Who recalls the Glass-Steagall Act? Don't worry, it was repealed. Democrats Senator Carter Glass of Virginia and Congressman Henry Steagall of Alabama introduced their bill to Congress in 1933, shortly after and because of the Great Depression. Glass, former Treasury Secretary, understood that the nation could not endure another Stock Market crash such as that which occurred 4 years earlier. He and Steagall introduced legislation which prohibited most banks in America from also dealing in security exchanges. Further, it guaranteed [FDIC] the deposits from bank foreclosures. Commercial banks were distinguished from investment banks.
Essentially, the act, also known as the Banking Act of 1933, kept banks from speculating with the depositors money; it was a 'safe' place to place one's savings and get a small return on that investment. These banks were the backbone of the American middle and lower classes for decades.

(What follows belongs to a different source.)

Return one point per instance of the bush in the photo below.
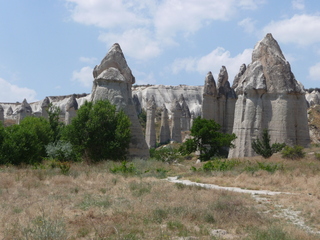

Unfortunately, this act was overturned in 1999 when Congress approved the Gramm-Leach-Bliley Act. President Clinton gladly signed the legislation. Republican senators Phil Gramm of Texas and Jim Leach of Iowa together with Republican Congressman Thomas Bliley co-sponsored the bill with essentially removed the barrier between commercial and investment banking. As a result, insurance, investing and banking were amalgamated.
Republican congressmen in the 90's undid what Democratic congressmen in the '30 had done. Safeguards were removed. Flexibility trumped trust. Security was sacrificed for speculation. And the current mortgage crisis is the result.
Interesting how the Republican Party guess wrong so many times, isn't it?